Il est temps aussi que nos politiques changent, considèrent le long terme comme aussi important que le court terme et admettent enfin que les défis qui nous attendent nécessiteront une adaptation des systèmes (de production) et des habitudes (de consommation).
Préparez l’avenir n’est pas seulement de dire « Vous devrez travailler plus longtemps », mais aussi « Dès maintenant, prenez votre bêche et retournez votre pelouse pour y faire un potager. Vous ferez de l’exercice et vous aurez des légumes sains. (Et pendant ce temps-là, vous ne ferez pas de trucs à la con)».
Denis MARION
[1] Bannissement des molécules dangereuses pour la santé, interdiction des épandages aériens, usage limité dans le temps des produits à risque, substitution obligatoire par des matières moins nocives, traçabilité des produits, limitation, ou interdiction à proximité des zones urbanisées…
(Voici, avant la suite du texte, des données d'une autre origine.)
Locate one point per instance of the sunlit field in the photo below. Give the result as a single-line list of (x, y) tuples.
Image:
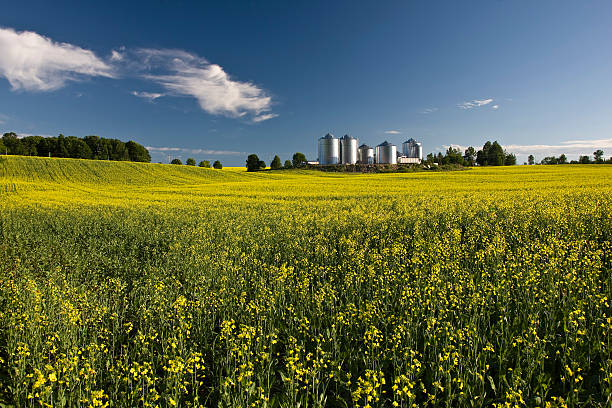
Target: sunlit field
[(137, 285)]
[2] Sabine Laruelle, ministre fédérale de l'Agriculture (Le Soir 27/10/2008)
[3] L’Afsca dépendrait maintenant du ministère de l’agriculture et non plus de la santé. Juge et Partie ?
[4] Le Soir 27/10/2008
[5] Sans compter la rage de prendre des bonnes terres agricoles pour en faire des zonings.
[6] Quand on considère non seulement la masse de protéines perdues pour la production de viande, mais aussi la destruction de biotopes (forêt amazonienne par ex.) pour la production de ces protéines.